Гонорары даже в солидных журналах платить перестали. Знакомый издатель предложил написать карманный роман, где на одной странице убийство, а на другой – изнасилование в особо изощрённой форме. Обещал хорошо заплатить. Попробовал – на трезвую голову не могу, а пить – себе дороже…
Забылись два моих института, забылись рабочие навыки монтажника, забылась инженерная практика мастера, прораба, начальника участка.
Вроде никогда ничего и не было.
В одночасье рухнула промышленность, а с ней вместе и уважение к труду. На поверхность всплыло всё, что обычно всплывает в сельской проруби.
За копейки на ухватистого «дядю» работать не захотелось. Если уж получать такое «жалованье», то и отдача должна быть соразмерна, вот я и пристроился на сторожевую службу, вроде на работе, а ничего не делаешь…

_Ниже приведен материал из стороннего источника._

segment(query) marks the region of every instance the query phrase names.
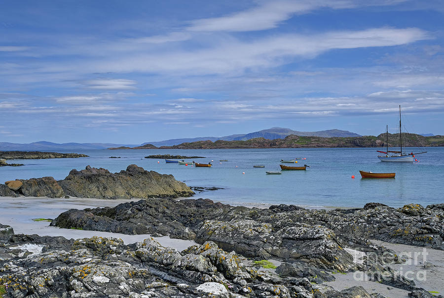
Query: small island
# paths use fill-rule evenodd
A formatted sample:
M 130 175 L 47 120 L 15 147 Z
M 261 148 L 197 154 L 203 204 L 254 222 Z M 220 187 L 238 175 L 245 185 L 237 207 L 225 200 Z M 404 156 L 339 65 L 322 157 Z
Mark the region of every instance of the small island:
M 77 153 L 58 153 L 41 151 L 0 151 L 0 158 L 6 160 L 77 158 L 79 157 L 89 157 L 89 156 Z
M 260 149 L 278 148 L 377 148 L 386 147 L 388 139 L 389 147 L 396 147 L 399 139 L 399 134 L 381 133 L 377 136 L 364 135 L 357 137 L 302 136 L 290 134 L 283 139 L 269 140 L 257 137 L 245 141 L 224 141 L 214 142 L 207 140 L 182 143 L 173 146 L 156 147 L 151 144 L 143 146 L 128 147 L 110 148 L 109 149 Z M 444 136 L 424 136 L 414 133 L 403 133 L 403 145 L 406 147 L 439 147 L 444 146 Z M 197 157 L 148 157 L 147 158 L 197 158 Z
M 145 158 L 156 158 L 159 159 L 182 159 L 184 158 L 205 158 L 205 156 L 185 156 L 184 155 L 170 155 L 169 154 L 157 154 L 148 155 Z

Одним словом: «Ах вы, мои ночи! Ноченьки мои! Где же мои очерки? Где же соловьи?»
Соловьи – в смысле вдохновения и поэтического настроя.
Жизнь как-то сразу оглупела. Газеты превратились в жвачку, которая вызывает изжогу. Книги и всё что в них написано – не более чем пошлые анекдоты с бородой. Телевиденье стало замочной скважиной в общественный туалет. И всё это подаётся серьёзно, с большим апломбом, словно они – руководители, редактора и издатели – открывают новый закон сохранения энергии, который позволяет построить вечный двигатель и облагодетельствовать человечество. Культура перестала отвечать своему определению, и подвизается теперь в качестве дешёвой развлекаловки для полной дебилизации населения: «Чудище обло, озорно, огромно, стозевно и лаяй…»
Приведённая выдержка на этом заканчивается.